Epaves ayant fait couler beaucoup d'encre,
épaves ancrées dans les mémoires
Certaines portions de notre littoral sont très fréquentées mais peu fréquentables. Elles s'illustrent au cours des âges, se forgent une sérieuse réputation, deviennent tristement célèbres en provoquant un nombre impressionnant de naufrages, d'échouements aux conséquences plus ou moins dramatiques.
Notre secteur appartient malheureusement à cette catégorie, et en comptabilise des centaines. Tout concourt à cette situation. Les déferlantes se gorgent ici du sable accumulé en grande quantité. Les bancs, avec une fâcheuse tendance au nomadisme, interdisent une navigation reposant seulement sur une expérience ancienne sans actualisation. Le courant puissant, couplé parfois à un vent contraire, lève un clapot meurtrier et les falaises proches démantèlent les navires en difficulté s'approchant trop prés.

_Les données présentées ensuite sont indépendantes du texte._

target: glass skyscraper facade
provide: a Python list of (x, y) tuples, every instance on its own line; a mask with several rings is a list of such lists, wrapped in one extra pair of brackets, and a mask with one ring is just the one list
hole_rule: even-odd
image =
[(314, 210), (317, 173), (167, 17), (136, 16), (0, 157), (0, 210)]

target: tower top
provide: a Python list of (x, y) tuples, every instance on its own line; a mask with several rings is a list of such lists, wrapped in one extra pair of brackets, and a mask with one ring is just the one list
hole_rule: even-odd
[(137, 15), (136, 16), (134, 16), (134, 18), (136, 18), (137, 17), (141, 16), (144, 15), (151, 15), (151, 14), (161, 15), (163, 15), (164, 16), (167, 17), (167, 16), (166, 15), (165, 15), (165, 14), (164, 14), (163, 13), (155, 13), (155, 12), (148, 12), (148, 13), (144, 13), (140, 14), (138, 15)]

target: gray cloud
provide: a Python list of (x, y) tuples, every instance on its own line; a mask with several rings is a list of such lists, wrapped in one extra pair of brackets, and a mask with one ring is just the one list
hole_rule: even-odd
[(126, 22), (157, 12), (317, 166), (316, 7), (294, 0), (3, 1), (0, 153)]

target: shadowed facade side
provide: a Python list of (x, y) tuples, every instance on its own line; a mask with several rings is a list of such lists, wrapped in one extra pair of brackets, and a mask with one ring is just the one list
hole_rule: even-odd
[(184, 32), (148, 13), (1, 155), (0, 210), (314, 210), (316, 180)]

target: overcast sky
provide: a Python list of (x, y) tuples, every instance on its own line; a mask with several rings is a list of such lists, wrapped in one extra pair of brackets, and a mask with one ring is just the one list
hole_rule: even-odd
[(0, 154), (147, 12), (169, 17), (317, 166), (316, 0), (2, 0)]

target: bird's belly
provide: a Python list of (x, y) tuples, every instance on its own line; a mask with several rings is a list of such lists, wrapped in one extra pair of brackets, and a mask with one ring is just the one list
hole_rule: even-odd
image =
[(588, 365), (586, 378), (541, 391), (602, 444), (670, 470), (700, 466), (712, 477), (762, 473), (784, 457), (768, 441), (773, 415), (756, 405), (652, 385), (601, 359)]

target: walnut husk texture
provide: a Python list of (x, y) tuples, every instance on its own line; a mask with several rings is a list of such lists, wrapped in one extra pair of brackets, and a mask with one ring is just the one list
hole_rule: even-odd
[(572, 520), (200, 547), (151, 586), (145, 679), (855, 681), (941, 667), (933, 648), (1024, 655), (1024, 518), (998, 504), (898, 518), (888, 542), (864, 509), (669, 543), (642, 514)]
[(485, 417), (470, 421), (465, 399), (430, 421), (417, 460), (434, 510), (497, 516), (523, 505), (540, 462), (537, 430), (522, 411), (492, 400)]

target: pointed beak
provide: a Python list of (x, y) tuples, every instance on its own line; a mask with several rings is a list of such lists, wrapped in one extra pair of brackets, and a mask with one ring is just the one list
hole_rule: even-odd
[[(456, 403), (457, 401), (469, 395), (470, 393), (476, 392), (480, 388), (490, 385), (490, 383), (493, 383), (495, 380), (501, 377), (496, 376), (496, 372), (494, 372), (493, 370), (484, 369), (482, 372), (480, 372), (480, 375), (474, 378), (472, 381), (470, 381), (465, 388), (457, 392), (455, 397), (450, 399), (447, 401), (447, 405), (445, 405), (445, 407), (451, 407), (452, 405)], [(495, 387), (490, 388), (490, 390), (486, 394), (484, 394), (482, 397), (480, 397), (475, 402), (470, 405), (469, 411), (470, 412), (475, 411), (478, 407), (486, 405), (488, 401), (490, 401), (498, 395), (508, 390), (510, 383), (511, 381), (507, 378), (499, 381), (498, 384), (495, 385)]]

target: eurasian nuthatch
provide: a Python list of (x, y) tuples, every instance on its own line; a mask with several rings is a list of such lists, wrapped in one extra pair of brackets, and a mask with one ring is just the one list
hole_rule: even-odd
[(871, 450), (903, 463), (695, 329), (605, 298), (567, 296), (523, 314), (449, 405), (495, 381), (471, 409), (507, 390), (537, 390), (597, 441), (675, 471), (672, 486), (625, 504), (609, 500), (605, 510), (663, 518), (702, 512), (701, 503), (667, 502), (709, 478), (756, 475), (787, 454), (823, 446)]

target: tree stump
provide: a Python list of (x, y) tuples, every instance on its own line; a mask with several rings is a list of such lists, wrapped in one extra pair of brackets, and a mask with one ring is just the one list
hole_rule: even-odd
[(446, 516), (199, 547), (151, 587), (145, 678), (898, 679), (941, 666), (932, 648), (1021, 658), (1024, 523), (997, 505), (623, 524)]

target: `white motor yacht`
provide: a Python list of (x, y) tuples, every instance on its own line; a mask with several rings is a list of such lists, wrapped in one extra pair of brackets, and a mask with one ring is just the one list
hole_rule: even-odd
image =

Vouloir relater de manière exhaustive ces histoires, serait trop macabre et occulterait les nombreux bords tirés dans ce paysage splendide où alternent falaises, cordons dunaires, criques ou conches au sable blond à la finesse incomparable. S'aventurer ici est possible lorsque les conditions le permettent, avec des équipages informés, naviguant sur des bateaux correctement entretenus, sinon...
Echouement de l'Aquitaine
Epave à Meschers-sur-Gironde
Dans les parages de Meschers et Talmont, deux bateaux ont gravé leur nom dans la mémoire collective. Tous deux, sabordés par leur équipage, ont ainsi évité une capture par l'ennemi.
Le premier, le Régulus, commandé par le Capitaine de frégate Barère, était un vaisseau de ligne de la marine napoléonienne, équipé de 82 canons. Il est mis en service en 1805, chargé en 1813, de protéger l'entrée de l'estuaire aidé des bricks Java, Malais et Sans-souci. Mais bloqués par une escadre anglaise, en avril 1814, ils sont contraints de mouiller devant Meschers. Pour qu'ils ne tombent aux mains des Britanniques, le capitaine de vaisseau Jacques Mathieu Regnauld donne l'ordre de les incendier. Ils vont se consumer devant les falaises calcaires abritant plusieurs grottes creusées et l'une d'elles sera baptisée Régulus pour perpétuer le souvenir de cet acte de bravoure.
Le second a été sacrifié non loin de là, mais pour cette fois-ci échapper aux Allemands. La capitulation de la France venant d'être annoncée, ce cargo de la Compagnie des Bateaux à Vapeur du Nord, de 3 713 tonnes, a coulé le 25 mai 1940. Construit en 1932 par la Furness Shipbuilding Company d'Haverton Hills on Tees, l'Amiénois, armé à Dunkerque, transportait dans ses flancs des équipements qui auraient pu être interceptés et compromettre la cessation des combats. Son épave, dont quelques éléments sont encore visibles à marée basse, a longtemps inquiété ceux qui naviguaient dans le secteur. Aujourd'hui balisée par une bouée cardinale, elle ne représente plus un danger, mais rappelle cette période agitée.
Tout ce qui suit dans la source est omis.